This Article is From Jun 23, 2015

Flood Free Mumbai? Only if This Was Completed

Mumbai: Friday's flooding of Mumbai has brought the focus back on BRIMSTOWAD, the BrihanMumbai Storm Water Disposal System, which has seen cost escalation and delays. Under the system, launched after the disastrous 2005 floods, the government plans to upgrade the city's 100-year-old drainage system and construct new pumping stations.

"We have delayed this for years and it is criminal. There is no excuse for the delay. The BMC (BrihanMumbai Municipal Corporation) is one of the richest civic bodies and they cannot say lack of funding caused the delay," Urban planning and design expert Ashok Datar told NDTV.

While four pumping stations like the Love Grove, Cleveland, Haji Ali and Irla have been completed, two more are to be completed by the end of the year. However, increasing the width of drainage network has only happened in South Mumbai and a major part of this work remains incomplete.

"We are increasing pipeline diametres from 25 mm to 50 mm. Where we build new roads we are making them even larger. These problems cannot be solved overnight but we have to do them in phases so that we do not inconvenience Mumbaikars," said Aditya Thackeray, the chief of the youth wing of Shiv Sena which controls the BMC.

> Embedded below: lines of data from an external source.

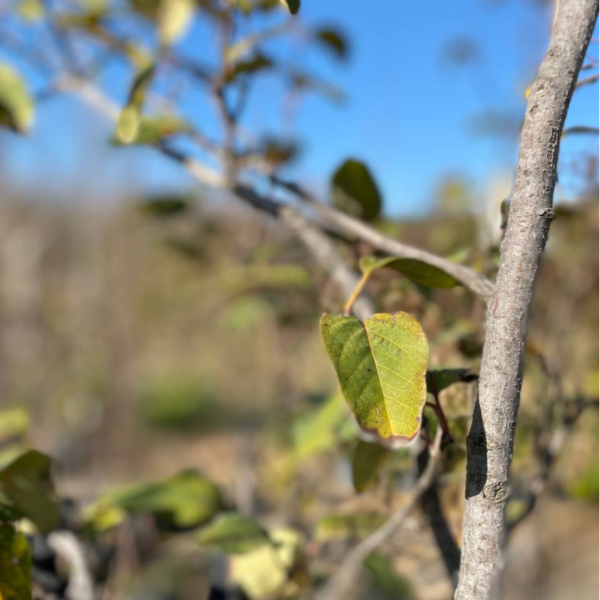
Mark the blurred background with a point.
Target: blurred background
(150, 324)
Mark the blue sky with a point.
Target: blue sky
(407, 114)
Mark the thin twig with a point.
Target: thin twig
(339, 586)
(468, 277)
(586, 81)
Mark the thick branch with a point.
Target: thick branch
(490, 441)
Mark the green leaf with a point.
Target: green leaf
(25, 481)
(333, 40)
(347, 526)
(15, 565)
(232, 533)
(174, 20)
(14, 423)
(367, 459)
(381, 365)
(16, 103)
(440, 379)
(387, 579)
(130, 117)
(31, 10)
(293, 5)
(149, 130)
(263, 572)
(318, 430)
(354, 190)
(416, 270)
(165, 206)
(184, 500)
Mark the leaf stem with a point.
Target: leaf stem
(356, 293)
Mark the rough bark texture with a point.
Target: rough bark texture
(490, 441)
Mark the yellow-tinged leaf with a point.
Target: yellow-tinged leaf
(381, 365)
(264, 572)
(174, 20)
(15, 564)
(16, 103)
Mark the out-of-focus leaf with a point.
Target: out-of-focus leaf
(333, 40)
(278, 151)
(174, 20)
(318, 430)
(184, 500)
(148, 8)
(165, 206)
(381, 365)
(15, 565)
(354, 190)
(416, 270)
(25, 481)
(16, 104)
(292, 5)
(150, 130)
(232, 533)
(14, 423)
(440, 379)
(385, 577)
(31, 10)
(258, 62)
(264, 572)
(130, 118)
(367, 459)
(347, 526)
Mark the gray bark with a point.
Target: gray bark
(490, 441)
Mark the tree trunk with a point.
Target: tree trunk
(490, 441)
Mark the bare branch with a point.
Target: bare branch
(491, 439)
(586, 81)
(338, 587)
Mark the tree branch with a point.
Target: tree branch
(490, 441)
(343, 222)
(339, 586)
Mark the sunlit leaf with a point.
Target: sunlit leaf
(292, 5)
(385, 577)
(333, 40)
(354, 190)
(16, 103)
(416, 270)
(15, 565)
(367, 459)
(31, 10)
(174, 20)
(265, 572)
(440, 379)
(318, 429)
(184, 500)
(150, 130)
(232, 533)
(381, 365)
(13, 423)
(25, 481)
(347, 526)
(130, 117)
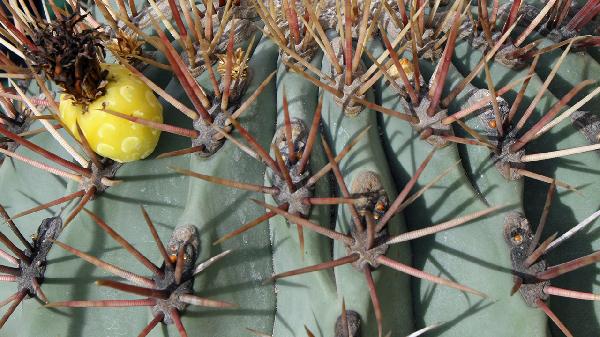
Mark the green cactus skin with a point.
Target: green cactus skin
(392, 287)
(217, 210)
(308, 299)
(568, 208)
(474, 254)
(150, 183)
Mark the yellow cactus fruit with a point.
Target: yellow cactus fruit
(111, 136)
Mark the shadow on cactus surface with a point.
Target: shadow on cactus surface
(299, 168)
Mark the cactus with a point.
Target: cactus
(324, 168)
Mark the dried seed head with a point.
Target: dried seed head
(68, 56)
(125, 45)
(239, 69)
(406, 66)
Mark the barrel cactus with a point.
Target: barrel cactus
(299, 168)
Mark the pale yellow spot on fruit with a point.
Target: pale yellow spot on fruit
(113, 137)
(138, 114)
(146, 154)
(106, 129)
(131, 144)
(127, 93)
(104, 148)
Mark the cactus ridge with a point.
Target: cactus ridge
(367, 135)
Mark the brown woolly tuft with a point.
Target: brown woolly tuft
(69, 57)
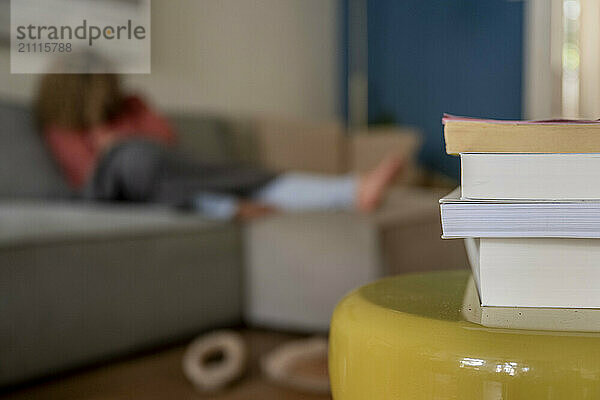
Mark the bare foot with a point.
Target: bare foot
(248, 210)
(372, 186)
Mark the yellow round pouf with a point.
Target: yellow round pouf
(404, 338)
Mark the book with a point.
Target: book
(539, 272)
(462, 218)
(553, 176)
(463, 135)
(537, 318)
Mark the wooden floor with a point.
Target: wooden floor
(159, 376)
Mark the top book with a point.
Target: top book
(465, 134)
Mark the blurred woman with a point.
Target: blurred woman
(112, 146)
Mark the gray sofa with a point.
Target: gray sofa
(81, 283)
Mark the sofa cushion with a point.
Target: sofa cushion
(82, 284)
(26, 168)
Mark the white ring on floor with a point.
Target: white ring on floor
(212, 376)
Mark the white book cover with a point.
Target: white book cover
(548, 272)
(463, 218)
(530, 176)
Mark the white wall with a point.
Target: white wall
(276, 57)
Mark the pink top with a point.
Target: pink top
(77, 152)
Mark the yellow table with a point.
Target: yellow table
(404, 338)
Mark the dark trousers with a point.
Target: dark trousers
(142, 171)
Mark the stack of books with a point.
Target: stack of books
(529, 207)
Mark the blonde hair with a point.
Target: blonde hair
(78, 101)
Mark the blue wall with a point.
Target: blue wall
(427, 57)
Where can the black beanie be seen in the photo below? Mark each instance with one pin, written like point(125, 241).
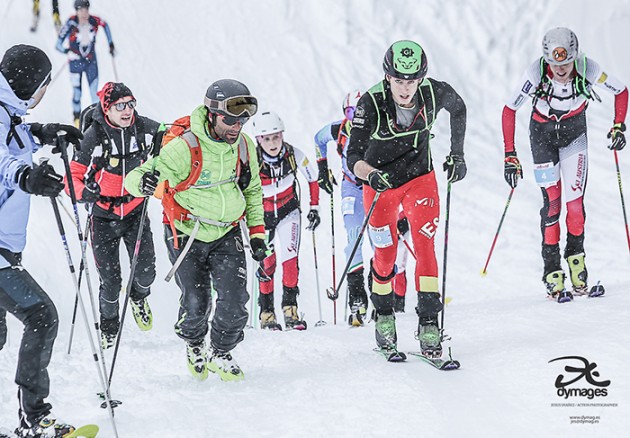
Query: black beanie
point(25, 68)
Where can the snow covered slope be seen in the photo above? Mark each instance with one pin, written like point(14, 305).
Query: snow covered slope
point(300, 58)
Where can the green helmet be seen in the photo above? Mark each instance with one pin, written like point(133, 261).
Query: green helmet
point(405, 60)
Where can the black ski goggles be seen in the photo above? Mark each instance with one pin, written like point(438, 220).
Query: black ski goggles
point(236, 106)
point(231, 120)
point(120, 106)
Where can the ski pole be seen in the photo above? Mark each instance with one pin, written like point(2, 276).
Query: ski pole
point(333, 294)
point(76, 298)
point(58, 73)
point(319, 300)
point(623, 204)
point(332, 233)
point(62, 145)
point(101, 373)
point(114, 67)
point(447, 217)
point(484, 271)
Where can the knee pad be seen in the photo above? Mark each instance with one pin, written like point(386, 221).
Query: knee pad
point(429, 305)
point(289, 296)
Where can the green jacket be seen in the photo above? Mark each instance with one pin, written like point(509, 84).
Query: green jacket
point(225, 202)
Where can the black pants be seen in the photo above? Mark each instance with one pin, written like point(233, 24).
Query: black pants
point(106, 235)
point(220, 265)
point(21, 296)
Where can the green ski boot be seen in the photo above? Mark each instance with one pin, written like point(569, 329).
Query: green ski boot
point(197, 359)
point(579, 274)
point(223, 364)
point(142, 314)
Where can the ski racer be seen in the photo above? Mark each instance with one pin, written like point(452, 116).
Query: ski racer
point(561, 85)
point(389, 150)
point(117, 141)
point(228, 190)
point(279, 162)
point(24, 78)
point(80, 31)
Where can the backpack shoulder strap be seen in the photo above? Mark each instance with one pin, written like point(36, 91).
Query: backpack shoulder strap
point(291, 157)
point(15, 120)
point(196, 161)
point(243, 156)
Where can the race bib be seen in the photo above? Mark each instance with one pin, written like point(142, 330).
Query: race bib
point(347, 206)
point(381, 236)
point(546, 174)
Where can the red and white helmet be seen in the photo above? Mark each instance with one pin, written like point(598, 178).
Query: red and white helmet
point(267, 123)
point(560, 46)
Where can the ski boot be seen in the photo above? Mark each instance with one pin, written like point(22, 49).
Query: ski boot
point(268, 321)
point(197, 359)
point(399, 303)
point(291, 320)
point(554, 281)
point(108, 340)
point(45, 427)
point(142, 314)
point(579, 274)
point(223, 364)
point(357, 314)
point(430, 338)
point(385, 331)
point(57, 21)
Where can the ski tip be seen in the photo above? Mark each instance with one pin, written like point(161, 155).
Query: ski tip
point(87, 431)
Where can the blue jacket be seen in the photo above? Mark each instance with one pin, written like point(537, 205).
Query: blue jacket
point(14, 203)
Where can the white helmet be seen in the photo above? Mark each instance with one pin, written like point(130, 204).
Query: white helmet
point(351, 99)
point(267, 123)
point(560, 46)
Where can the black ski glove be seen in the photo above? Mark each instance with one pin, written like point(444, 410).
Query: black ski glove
point(91, 192)
point(40, 180)
point(47, 134)
point(313, 219)
point(378, 180)
point(403, 226)
point(513, 169)
point(325, 178)
point(455, 168)
point(149, 183)
point(259, 248)
point(617, 136)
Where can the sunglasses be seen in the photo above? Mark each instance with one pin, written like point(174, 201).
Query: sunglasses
point(349, 112)
point(236, 106)
point(231, 121)
point(120, 106)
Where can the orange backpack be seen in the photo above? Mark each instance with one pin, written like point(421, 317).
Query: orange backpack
point(172, 210)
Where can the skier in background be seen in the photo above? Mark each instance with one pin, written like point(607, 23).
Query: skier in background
point(80, 31)
point(561, 86)
point(351, 201)
point(279, 163)
point(117, 141)
point(56, 17)
point(24, 78)
point(389, 149)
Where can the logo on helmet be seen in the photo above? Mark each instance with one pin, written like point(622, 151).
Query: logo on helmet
point(559, 54)
point(407, 52)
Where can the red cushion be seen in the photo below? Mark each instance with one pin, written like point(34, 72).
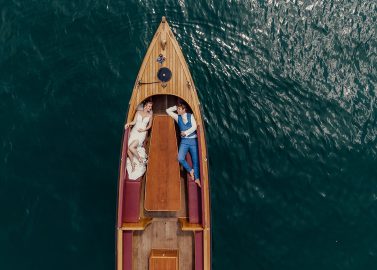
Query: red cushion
point(199, 251)
point(127, 250)
point(131, 200)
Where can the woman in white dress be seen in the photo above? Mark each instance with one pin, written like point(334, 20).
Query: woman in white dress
point(142, 123)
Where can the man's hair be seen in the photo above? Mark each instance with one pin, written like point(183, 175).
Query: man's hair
point(146, 102)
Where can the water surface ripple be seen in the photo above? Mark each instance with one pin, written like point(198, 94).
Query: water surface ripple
point(288, 90)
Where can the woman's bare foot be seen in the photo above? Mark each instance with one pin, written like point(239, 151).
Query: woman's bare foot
point(197, 181)
point(192, 174)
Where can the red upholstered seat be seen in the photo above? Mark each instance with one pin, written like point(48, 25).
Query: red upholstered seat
point(199, 251)
point(127, 250)
point(131, 200)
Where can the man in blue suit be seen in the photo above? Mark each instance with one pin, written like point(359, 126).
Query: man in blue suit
point(189, 142)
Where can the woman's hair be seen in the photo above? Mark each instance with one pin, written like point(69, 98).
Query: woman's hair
point(182, 105)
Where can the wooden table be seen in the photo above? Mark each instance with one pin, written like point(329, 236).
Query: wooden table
point(163, 186)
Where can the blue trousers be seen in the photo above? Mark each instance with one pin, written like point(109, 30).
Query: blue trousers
point(191, 147)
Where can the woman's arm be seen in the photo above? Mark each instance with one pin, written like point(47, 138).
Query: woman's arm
point(170, 111)
point(150, 122)
point(131, 123)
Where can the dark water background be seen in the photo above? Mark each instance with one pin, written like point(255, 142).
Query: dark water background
point(288, 90)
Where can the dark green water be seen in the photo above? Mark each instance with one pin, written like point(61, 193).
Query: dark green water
point(288, 90)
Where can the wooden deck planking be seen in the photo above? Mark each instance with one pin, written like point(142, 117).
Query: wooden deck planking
point(181, 75)
point(163, 234)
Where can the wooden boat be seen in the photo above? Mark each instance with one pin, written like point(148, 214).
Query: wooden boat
point(163, 217)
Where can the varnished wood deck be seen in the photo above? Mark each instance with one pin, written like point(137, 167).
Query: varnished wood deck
point(163, 188)
point(164, 231)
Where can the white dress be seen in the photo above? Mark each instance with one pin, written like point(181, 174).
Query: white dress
point(136, 135)
point(140, 167)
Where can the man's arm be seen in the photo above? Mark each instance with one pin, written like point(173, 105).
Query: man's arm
point(170, 112)
point(193, 126)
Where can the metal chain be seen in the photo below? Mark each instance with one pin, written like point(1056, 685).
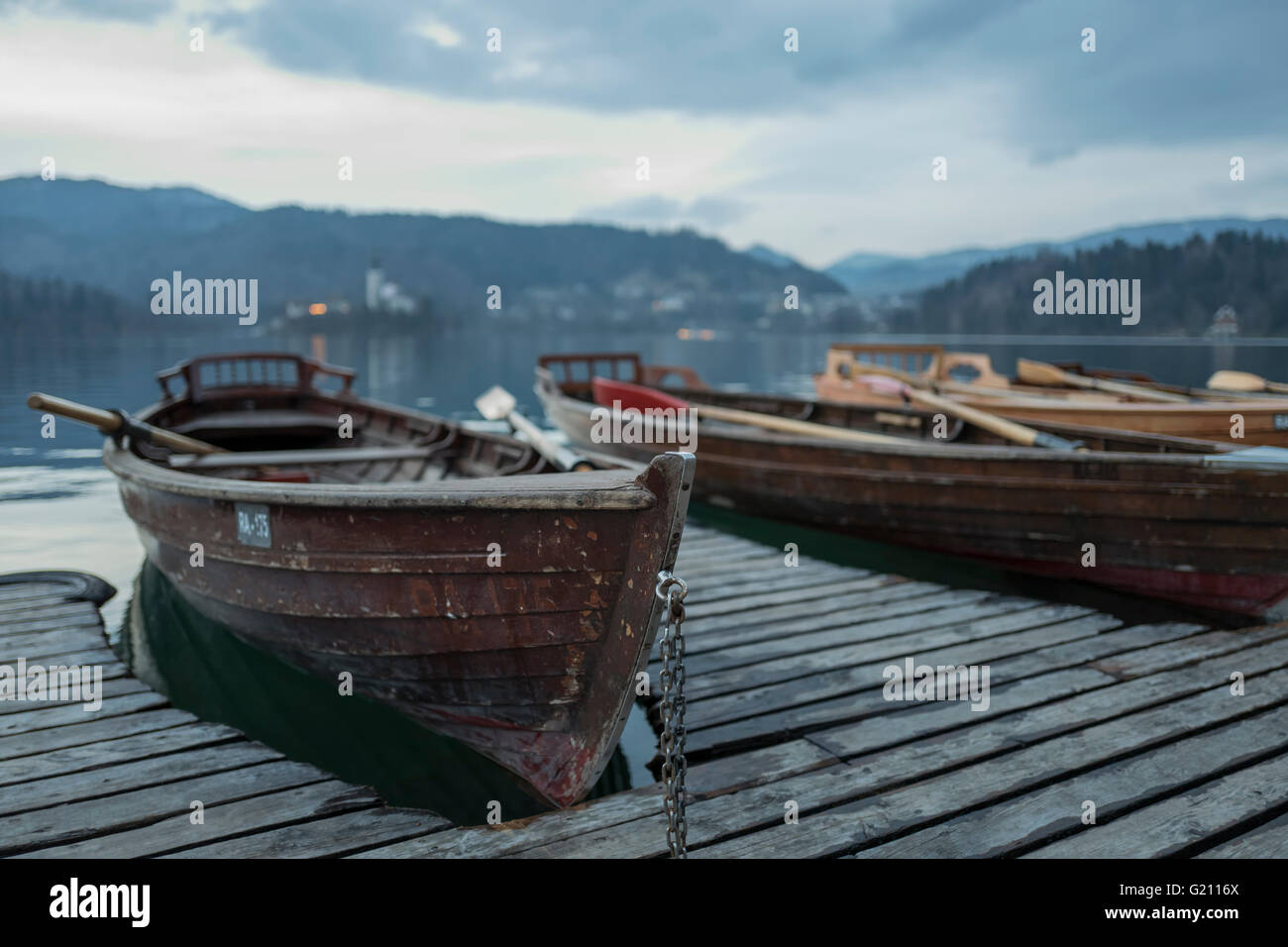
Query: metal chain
point(673, 590)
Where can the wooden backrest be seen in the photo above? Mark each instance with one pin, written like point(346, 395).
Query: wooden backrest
point(845, 360)
point(250, 372)
point(572, 372)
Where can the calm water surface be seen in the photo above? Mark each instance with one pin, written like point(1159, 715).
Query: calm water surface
point(59, 509)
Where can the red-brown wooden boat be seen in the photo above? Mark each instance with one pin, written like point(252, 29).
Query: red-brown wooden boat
point(1190, 521)
point(1265, 419)
point(454, 574)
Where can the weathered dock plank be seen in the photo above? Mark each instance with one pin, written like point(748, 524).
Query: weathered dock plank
point(787, 716)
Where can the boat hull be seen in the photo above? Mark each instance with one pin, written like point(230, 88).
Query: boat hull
point(511, 613)
point(1164, 526)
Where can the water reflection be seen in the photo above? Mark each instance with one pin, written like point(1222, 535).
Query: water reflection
point(204, 669)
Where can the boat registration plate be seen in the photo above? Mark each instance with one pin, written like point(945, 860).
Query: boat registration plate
point(253, 525)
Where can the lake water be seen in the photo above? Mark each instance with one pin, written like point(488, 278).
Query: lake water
point(59, 509)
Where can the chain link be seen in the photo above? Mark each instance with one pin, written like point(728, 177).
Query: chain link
point(673, 590)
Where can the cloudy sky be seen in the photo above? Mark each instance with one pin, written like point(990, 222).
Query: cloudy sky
point(819, 154)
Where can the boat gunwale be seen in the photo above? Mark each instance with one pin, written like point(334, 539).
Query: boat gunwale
point(613, 488)
point(922, 449)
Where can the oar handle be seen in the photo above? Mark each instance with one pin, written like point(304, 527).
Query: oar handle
point(794, 427)
point(1019, 433)
point(1134, 390)
point(112, 421)
point(548, 449)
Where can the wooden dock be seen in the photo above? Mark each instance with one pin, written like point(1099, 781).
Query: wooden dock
point(786, 714)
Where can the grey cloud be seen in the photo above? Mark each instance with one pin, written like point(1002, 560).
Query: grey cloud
point(1164, 72)
point(657, 211)
point(93, 9)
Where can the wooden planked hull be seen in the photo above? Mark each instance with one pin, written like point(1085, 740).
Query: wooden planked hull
point(1160, 525)
point(509, 612)
point(1263, 420)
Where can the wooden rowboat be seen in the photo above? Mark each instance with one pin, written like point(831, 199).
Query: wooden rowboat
point(454, 574)
point(1189, 521)
point(1265, 420)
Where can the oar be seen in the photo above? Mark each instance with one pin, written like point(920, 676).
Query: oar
point(496, 405)
point(112, 421)
point(1012, 431)
point(1042, 373)
point(755, 419)
point(1229, 380)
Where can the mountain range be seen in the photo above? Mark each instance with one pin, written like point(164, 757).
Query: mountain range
point(120, 239)
point(881, 274)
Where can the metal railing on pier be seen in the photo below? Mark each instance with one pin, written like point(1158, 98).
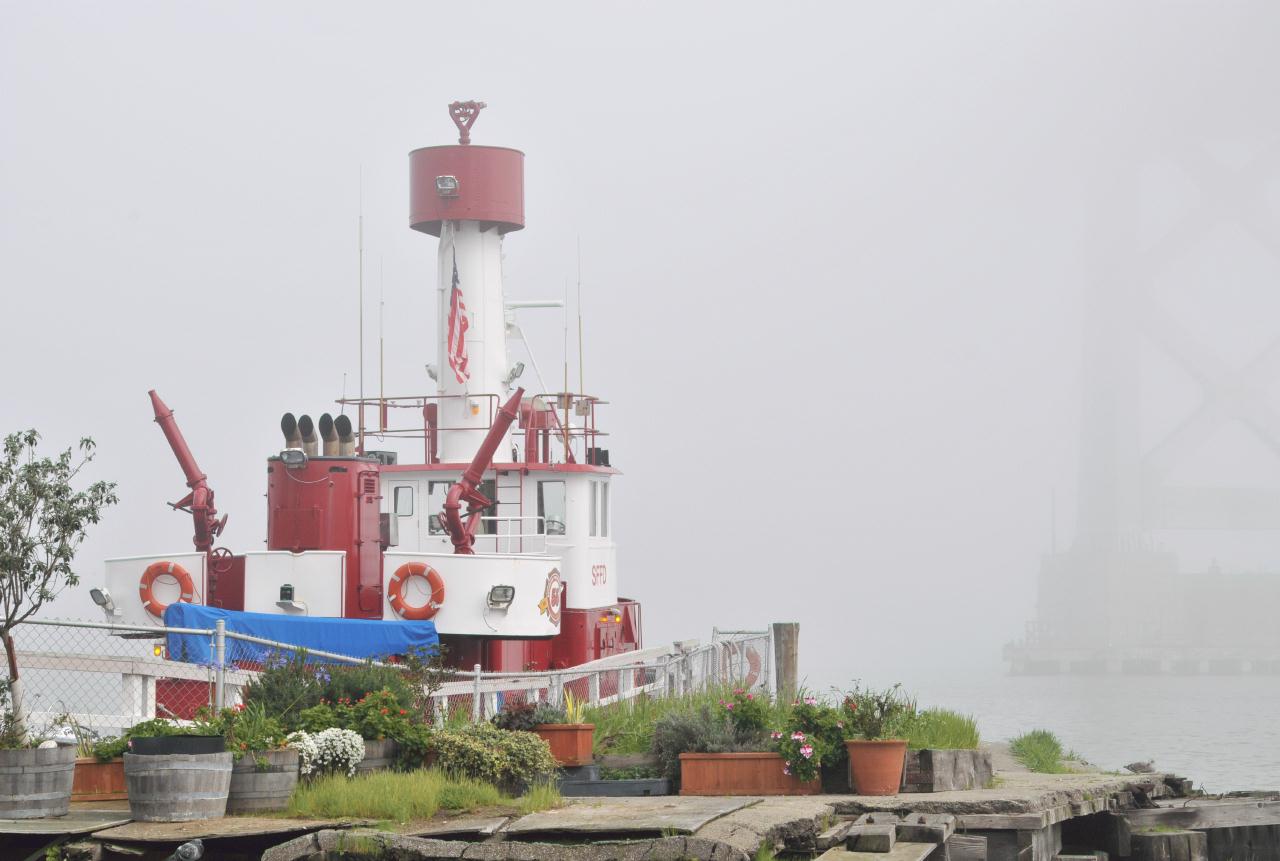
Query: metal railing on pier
point(108, 677)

A 2013 report of the Comptroller and Auditor General said that only 30 per cent of the work has been completed with cost escalations over Rs 2000 crore. This delay, the national auditor pointed out, is responsible for the city's flooding.

But Additional Municipal Commissioner SVR Srinivas said, "If we try to remove even one slum the people go to court and other appellate bodies and get stay orders. But where we have been able to remove encroachments and undertake drainage widening works, there was no flooding yesterday."

The BMC also points out that over 90 per cent of the rainfall that Mumbai receives is discharged into the sea through drains. Given Mumbai's unplanned growth, encroachments and lack of open spaces hardly anything is absorbed by the ground. This means that if unusually heavy rains occur, the drainage system of the city crumbles under the pressure - something that BRIMSTOWAD hopes to resolve.